Seorang warga menanyakan kejelasan pemanfaatan ambulan desa. Sebab, di desa lain pemanfaatan ambulan desa oleh warga tidak dipungut biaya. Warga yang ingin mendapat kejelasan itu mengaku ditarik biaya ambulans saat ibunya harus dibawa ke rumah sakit rujukan. Selain biaya ambulans, pasien tadi juga dikenai biaya perawatan dan infus senilai Rp 330 ribu. Kata warga tadi, bagi warga miskin biaya sebesar itu tentu dirasakan cukup berat. Kepala Dinas Kesehatan belum bisa memberikan penjelasan karena katanya sedang rapat.
Warga sangat butuh penjelasan dan mendapat penjelasan adalah hak warga. Pertama, karena warga tahunya ambulans desa itu gratis. Kedua, biayanya dirasa sangat memberatkan karena kebetulan peristiwa itu menimpa warga kurang mampu. Bahkan, andai berbayar warga masih butuh penjelasan dan keterbukaan. Penjelasan dan keterbukaan tentang pedoman yang menentukan besarnya ongkos pemanfaatan ambulans desa.
Ambulans desa adalah adalah salah satu dari sekian janji politik penentu kebijakan. Anggaran pengadaannya juga milyaran rupiah. Tujuannya, siapapun akan mengapresiasinya, yakni meningkatkan kualitas kesehatan masyarakat serta akses masyarakat terhadap layanan kesehatan. Pujian bahkan datang dari Menkumham karena program ini dipandang sebagai pemenuhan hak paling dasar bagi masyarakat terhadap layanan kesehatan. Pendek kata ambulans desa bisa dibilang sebagai ikon Kabupaten Jember kendati dalam proses pengadaan diwarnai tarik ulur. Malah beberapa desa sempat mengembalikannya lantaran yang menandatangani serah terima bukan Pemerintah Desa, melainkan Puskesmas. Padahal ambulans itu katanya diserahkan kepada Desa. Sedikitnya 8 Kades waktu itu mengembalikan ambulans desa dengan pertimbangan desa sudah memberikan layanan gratis kepada warga. Warga yang sakit diangkut dengan mobil pribadi kades tanpa dipungut biaya.

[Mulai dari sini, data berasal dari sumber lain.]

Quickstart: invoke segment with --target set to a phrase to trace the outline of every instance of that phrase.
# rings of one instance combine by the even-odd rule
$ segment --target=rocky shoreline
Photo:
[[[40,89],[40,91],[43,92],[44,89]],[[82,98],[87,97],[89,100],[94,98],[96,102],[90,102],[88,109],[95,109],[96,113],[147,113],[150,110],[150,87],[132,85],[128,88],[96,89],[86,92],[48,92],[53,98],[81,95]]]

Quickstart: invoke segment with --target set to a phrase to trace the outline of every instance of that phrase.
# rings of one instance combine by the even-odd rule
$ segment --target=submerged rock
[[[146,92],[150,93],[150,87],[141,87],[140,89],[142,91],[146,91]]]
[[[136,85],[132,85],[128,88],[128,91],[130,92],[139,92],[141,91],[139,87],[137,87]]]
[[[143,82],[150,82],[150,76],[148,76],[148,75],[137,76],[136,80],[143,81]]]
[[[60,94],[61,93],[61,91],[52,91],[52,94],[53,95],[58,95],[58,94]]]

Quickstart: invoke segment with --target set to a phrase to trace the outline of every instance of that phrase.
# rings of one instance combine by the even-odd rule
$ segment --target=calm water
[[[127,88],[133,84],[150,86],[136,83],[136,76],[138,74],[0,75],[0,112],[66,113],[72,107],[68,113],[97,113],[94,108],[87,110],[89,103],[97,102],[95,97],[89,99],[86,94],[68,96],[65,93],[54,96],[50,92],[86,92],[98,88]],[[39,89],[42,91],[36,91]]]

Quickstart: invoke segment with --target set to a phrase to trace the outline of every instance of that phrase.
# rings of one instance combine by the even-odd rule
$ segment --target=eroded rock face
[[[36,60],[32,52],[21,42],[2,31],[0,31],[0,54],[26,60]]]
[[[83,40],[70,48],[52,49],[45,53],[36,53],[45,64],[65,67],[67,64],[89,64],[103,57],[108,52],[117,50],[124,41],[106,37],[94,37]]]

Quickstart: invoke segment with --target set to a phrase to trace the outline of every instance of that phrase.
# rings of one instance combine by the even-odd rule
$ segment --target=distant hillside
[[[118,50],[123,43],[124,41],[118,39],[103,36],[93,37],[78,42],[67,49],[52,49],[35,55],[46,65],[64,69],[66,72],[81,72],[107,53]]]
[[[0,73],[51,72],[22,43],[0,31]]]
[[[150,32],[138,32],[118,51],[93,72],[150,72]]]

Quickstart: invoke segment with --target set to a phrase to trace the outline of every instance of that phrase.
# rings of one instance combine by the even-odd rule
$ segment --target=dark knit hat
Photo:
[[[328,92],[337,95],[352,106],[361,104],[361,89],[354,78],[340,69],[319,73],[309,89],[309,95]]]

Bahwa ambulans desa dianggap sebagai program unggulan juga bisa dilihat dari penyediaan call centre yang dinamai Jember Safety Cantre (JSC). Lalu dengan gencar disosialisasikan penggunaan ambulans desa oleh warga tidak dipungut biaya alias gratis. Kendati demikian, ada kasus-kasus tertentu yang warga harus menanggung biaya.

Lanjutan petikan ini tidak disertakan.